I did see my second T until age 46 but never did address my sexual problem during that therapy. He was only treating me for stress management and had no interest in my past history nor my relationships. In 1988, during my 10th year with him, he asked me, out of the blue, if, I’d been a sexually abused child. I told him, no, while he then advising me to see another T for CSA. This topic was never addressed again in therapy though, I saw him for two more years.

As for having sexual fantasies that aren’t acceptable within a real loving relationship they are only fantasies and not wish fulfillments. I’d think (and this is just my perspective, as a CSA sufferer and lifelong loner) that, the sexual tension in itself seems so alarming, as if, to be a near death scenario that, an equally strong scenrio might be created for bacing out of this fantasy. So then, how might I prevent myself from backing out — by means of an entrapment fantasy. This entrapment fantasy need not be hurtful at all, but rather it seems to make the ‘backing out’ seem impossible. However, I’d assume that, rape sufferers might be triggered by such an entrapment fantasy. I don't feel comfortable with it either.

If the entrapment fantasy seems demeaning, it might only be in the sense that, the fantasy partner demands that their partner not back out, as they desire to share these sexual feelings with them. Still this also freaky me out.

Thus, for me, my fantasy partner will always simply vanish from my mind. They aren’t real people nor do they really touch me. I don’t know how people can stay interested in their own sexual self-gratification. I lose interest.

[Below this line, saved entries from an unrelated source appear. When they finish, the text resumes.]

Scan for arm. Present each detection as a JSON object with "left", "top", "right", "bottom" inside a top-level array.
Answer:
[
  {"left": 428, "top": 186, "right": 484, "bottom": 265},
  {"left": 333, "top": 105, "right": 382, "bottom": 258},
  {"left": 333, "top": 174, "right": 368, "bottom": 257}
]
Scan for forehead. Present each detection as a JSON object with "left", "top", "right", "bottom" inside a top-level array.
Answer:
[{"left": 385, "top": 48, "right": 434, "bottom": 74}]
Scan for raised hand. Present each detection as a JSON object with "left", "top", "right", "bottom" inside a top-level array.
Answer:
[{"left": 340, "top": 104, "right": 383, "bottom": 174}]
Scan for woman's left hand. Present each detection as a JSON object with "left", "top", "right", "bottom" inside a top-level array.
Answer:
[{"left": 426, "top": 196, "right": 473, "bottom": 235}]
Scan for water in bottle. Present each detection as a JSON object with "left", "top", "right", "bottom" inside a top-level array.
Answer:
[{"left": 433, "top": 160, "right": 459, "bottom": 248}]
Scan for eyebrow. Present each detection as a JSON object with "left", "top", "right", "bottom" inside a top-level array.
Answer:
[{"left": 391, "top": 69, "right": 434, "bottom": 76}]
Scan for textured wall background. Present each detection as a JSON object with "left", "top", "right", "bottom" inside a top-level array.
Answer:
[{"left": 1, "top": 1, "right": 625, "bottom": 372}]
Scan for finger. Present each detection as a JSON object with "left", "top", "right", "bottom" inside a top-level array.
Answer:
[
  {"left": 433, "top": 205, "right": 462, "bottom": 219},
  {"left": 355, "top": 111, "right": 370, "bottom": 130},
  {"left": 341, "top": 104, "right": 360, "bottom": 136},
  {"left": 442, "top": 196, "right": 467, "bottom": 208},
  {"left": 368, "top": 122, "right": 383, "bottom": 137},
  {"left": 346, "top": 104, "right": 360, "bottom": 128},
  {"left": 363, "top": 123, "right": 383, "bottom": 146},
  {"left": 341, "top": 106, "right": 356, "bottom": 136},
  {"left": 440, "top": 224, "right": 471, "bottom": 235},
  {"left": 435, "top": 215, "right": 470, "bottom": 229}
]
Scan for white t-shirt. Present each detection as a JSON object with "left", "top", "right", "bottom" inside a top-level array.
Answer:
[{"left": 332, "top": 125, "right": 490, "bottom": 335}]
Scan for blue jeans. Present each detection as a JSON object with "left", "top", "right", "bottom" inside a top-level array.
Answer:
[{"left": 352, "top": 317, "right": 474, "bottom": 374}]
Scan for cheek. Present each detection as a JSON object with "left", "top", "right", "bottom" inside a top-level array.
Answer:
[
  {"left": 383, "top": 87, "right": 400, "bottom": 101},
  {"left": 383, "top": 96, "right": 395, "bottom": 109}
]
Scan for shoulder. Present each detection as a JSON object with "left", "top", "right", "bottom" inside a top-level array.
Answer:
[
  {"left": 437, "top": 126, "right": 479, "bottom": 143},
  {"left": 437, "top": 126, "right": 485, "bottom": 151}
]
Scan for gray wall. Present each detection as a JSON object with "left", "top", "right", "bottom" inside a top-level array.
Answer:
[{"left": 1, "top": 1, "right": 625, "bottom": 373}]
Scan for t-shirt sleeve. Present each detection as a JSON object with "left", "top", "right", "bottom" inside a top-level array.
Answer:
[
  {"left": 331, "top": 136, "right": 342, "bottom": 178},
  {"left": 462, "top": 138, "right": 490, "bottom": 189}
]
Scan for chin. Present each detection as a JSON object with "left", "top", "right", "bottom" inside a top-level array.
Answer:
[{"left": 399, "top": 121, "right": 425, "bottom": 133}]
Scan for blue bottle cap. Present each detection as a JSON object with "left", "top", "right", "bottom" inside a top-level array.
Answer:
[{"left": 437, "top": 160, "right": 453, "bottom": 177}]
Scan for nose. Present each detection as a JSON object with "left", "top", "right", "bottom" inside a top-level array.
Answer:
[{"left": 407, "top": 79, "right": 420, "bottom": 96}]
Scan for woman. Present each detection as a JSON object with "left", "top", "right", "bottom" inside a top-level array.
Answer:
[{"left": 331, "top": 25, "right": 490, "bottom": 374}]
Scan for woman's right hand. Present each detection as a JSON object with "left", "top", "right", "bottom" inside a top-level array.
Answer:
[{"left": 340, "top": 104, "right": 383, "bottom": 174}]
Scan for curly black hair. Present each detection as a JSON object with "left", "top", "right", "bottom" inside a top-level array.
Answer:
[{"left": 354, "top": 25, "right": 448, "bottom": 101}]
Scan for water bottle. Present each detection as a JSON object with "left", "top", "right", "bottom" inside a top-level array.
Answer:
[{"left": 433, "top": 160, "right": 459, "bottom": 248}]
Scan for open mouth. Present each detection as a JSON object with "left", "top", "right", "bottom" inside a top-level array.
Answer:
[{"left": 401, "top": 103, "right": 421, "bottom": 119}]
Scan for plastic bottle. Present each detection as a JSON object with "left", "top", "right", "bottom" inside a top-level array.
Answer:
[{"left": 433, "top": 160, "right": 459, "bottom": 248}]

Perhaps, my childhood sexual abuse led me to believe that sexual feelings only belonged to my father and that, even pleasant affectionate feelings weren’t to shared with others. My father was very aloof.
 
My T is usually happy with me when I confess I did bad or responded in a way I shouldn't have. Because I'm aware of it and can thence make changes moving forward.

It takes bravery to bare to anyone, even ourselves. So my piece to share is good job to everyone working with their T. I've cried, trembled and almost puked several several times with my T.
It's ultimately for the greater good!!